Your Image Of God

I’m a believer. Not the uptight fundamentalist type. I’m well over the idea of God as an old man in the skies waving a magic wand. But I believe. I have a cosmology that helps me to live into the infinite vastness of this great mystery.

I imagine a tantric dance between what is quiet, perfect and still and what is full, unfolding manifestation. What we might call the “ground of being” and what we might call “evolution.”

I don’t just hold these as intellectual abstractions. I seek to be in relationship with the divine. I work with the names and forms of teachers and deities. I look where other humans have looked before and I aim to see myself as an integral part of it all.

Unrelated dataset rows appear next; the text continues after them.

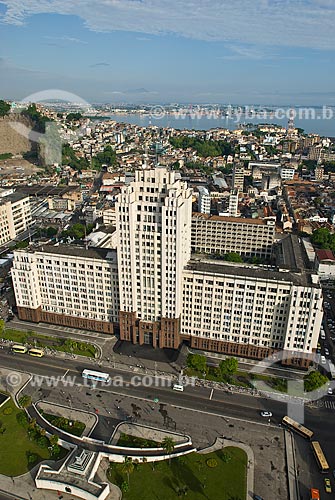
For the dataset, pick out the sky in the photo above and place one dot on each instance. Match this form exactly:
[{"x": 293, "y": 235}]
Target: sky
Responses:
[{"x": 157, "y": 51}]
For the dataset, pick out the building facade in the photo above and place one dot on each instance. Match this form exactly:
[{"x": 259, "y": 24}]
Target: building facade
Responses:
[
  {"x": 248, "y": 311},
  {"x": 67, "y": 285},
  {"x": 152, "y": 291},
  {"x": 220, "y": 235},
  {"x": 204, "y": 200},
  {"x": 15, "y": 216},
  {"x": 153, "y": 219}
]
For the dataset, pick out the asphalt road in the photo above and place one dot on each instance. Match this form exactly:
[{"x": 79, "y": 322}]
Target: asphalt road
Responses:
[{"x": 198, "y": 399}]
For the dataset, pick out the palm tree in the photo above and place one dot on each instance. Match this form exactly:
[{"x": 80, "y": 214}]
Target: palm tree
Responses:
[
  {"x": 53, "y": 440},
  {"x": 168, "y": 446},
  {"x": 127, "y": 467}
]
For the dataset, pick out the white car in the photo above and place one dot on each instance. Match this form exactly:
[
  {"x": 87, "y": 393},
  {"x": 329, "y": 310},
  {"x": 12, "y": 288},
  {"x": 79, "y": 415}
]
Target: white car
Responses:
[{"x": 266, "y": 414}]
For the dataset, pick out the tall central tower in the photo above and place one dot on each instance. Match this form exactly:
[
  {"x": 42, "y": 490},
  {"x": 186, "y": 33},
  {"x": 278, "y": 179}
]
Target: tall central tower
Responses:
[{"x": 153, "y": 217}]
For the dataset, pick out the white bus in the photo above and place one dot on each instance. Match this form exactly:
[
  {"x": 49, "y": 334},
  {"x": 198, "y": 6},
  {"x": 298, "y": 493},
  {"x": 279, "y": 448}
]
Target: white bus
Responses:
[{"x": 98, "y": 376}]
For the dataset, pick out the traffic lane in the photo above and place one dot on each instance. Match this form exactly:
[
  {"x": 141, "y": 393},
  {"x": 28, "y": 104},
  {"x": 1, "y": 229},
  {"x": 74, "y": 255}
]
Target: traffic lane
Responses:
[
  {"x": 24, "y": 363},
  {"x": 196, "y": 397}
]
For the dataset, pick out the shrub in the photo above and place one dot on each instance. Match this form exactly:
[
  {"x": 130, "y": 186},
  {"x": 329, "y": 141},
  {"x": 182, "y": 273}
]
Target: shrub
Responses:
[
  {"x": 22, "y": 419},
  {"x": 211, "y": 462},
  {"x": 32, "y": 458},
  {"x": 124, "y": 487}
]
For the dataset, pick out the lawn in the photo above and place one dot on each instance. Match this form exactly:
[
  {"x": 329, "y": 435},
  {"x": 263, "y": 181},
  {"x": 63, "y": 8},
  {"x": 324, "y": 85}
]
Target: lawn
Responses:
[
  {"x": 15, "y": 444},
  {"x": 136, "y": 442},
  {"x": 71, "y": 426},
  {"x": 191, "y": 474},
  {"x": 56, "y": 343},
  {"x": 241, "y": 379}
]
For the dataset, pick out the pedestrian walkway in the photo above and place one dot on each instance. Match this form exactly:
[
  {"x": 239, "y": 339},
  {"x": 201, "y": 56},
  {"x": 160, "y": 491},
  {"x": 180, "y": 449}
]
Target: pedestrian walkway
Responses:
[
  {"x": 291, "y": 466},
  {"x": 330, "y": 405}
]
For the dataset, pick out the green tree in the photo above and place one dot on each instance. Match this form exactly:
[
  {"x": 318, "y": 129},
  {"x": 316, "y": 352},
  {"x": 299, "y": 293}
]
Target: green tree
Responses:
[
  {"x": 168, "y": 445},
  {"x": 4, "y": 108},
  {"x": 127, "y": 467},
  {"x": 228, "y": 367},
  {"x": 105, "y": 157},
  {"x": 232, "y": 257},
  {"x": 198, "y": 362},
  {"x": 22, "y": 419},
  {"x": 25, "y": 401},
  {"x": 53, "y": 440},
  {"x": 314, "y": 380},
  {"x": 32, "y": 458},
  {"x": 124, "y": 487}
]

I don’t have any need to push these ideas on anyone. But I do agree with the Richard Rohr quote that Casper ter Kuile recently shared:

Good theology is still important. Your image of God creates you. You become the God you worship. If your God is an eternal torturer, then torture is validated. If God is presented in the image of a king, then we’ll all want to be kings. If God is love and relationality that creates a very different kind of humanity.

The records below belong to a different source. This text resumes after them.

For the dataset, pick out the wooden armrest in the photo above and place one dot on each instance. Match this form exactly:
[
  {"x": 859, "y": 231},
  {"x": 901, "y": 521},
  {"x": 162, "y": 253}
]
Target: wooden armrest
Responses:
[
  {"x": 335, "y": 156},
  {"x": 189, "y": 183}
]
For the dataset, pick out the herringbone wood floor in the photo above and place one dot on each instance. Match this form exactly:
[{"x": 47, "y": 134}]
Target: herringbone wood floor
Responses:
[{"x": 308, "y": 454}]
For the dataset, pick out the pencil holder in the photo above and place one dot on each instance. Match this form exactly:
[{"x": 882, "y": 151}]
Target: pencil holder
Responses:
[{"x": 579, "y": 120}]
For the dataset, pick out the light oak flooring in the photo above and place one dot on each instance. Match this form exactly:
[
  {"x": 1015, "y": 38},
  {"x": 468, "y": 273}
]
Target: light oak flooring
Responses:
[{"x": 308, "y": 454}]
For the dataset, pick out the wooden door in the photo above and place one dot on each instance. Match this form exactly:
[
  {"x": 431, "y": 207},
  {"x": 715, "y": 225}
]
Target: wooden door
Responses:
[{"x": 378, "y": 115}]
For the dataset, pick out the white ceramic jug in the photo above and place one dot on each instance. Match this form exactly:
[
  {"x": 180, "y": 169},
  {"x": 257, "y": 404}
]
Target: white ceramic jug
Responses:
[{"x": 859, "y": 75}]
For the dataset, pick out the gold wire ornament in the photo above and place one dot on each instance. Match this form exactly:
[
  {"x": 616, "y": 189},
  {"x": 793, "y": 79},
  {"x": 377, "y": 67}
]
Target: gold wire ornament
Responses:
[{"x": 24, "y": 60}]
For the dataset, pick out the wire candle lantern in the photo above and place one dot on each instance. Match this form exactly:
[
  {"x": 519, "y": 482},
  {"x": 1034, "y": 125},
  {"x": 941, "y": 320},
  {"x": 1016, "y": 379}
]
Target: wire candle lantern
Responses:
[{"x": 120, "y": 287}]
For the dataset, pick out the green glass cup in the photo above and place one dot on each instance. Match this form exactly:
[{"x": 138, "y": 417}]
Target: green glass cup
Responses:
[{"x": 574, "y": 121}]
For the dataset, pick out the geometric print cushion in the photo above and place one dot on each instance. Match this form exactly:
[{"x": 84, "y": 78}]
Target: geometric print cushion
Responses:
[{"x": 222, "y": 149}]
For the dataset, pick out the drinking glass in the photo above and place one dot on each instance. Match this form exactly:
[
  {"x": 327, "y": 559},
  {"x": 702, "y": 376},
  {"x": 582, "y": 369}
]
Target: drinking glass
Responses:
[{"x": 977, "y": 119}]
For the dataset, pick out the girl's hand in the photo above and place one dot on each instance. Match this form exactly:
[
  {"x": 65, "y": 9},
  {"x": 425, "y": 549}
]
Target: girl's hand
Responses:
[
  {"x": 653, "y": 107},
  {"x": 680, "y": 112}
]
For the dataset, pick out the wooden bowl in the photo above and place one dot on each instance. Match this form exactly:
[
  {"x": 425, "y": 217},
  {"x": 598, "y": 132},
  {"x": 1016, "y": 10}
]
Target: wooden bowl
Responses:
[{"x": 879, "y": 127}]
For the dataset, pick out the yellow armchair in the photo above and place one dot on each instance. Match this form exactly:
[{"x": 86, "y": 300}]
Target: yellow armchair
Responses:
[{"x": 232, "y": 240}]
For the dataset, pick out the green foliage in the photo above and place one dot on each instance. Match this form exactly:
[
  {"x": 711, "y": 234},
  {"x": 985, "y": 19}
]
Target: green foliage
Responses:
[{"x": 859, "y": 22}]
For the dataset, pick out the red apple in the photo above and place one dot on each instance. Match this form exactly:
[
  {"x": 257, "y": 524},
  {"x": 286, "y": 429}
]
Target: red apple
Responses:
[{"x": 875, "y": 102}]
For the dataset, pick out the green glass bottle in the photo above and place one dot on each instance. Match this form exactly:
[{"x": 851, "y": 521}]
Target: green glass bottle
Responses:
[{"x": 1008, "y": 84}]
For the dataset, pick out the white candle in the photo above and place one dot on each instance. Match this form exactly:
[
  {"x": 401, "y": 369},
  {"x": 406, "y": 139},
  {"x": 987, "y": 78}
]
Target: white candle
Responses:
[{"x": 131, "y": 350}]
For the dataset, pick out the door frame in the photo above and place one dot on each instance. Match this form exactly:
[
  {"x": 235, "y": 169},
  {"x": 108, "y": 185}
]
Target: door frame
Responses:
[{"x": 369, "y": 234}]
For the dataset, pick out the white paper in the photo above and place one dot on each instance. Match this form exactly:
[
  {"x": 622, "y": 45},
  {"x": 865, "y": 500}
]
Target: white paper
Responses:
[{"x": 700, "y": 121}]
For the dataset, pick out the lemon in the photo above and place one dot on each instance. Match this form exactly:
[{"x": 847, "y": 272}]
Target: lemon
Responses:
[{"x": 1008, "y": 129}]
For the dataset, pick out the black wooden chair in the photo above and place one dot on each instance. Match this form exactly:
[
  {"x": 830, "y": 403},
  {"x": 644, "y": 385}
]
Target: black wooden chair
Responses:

Secularism has been a liberating force. But it also left us with a false binary. You are either a religious fundamentalist of some stripe or other, or you are a rational person who is part of a cosmic accident. Today, thankfully, we have the rise of the “spiritual but not religious” crowd that is doing all sort of things to tend to our spiritual longing.

The question matters. Even if you are not a believer. Like Wade Davis says, we, each of us humans, each of our cultures, all of us are caught in the same predicament, trying to answer the same question - “how did we get here and why are we here?”

Your answer to that question is impacting how you live. It is impacting what you contribute to our culture. And it is impacting your commitment to the future.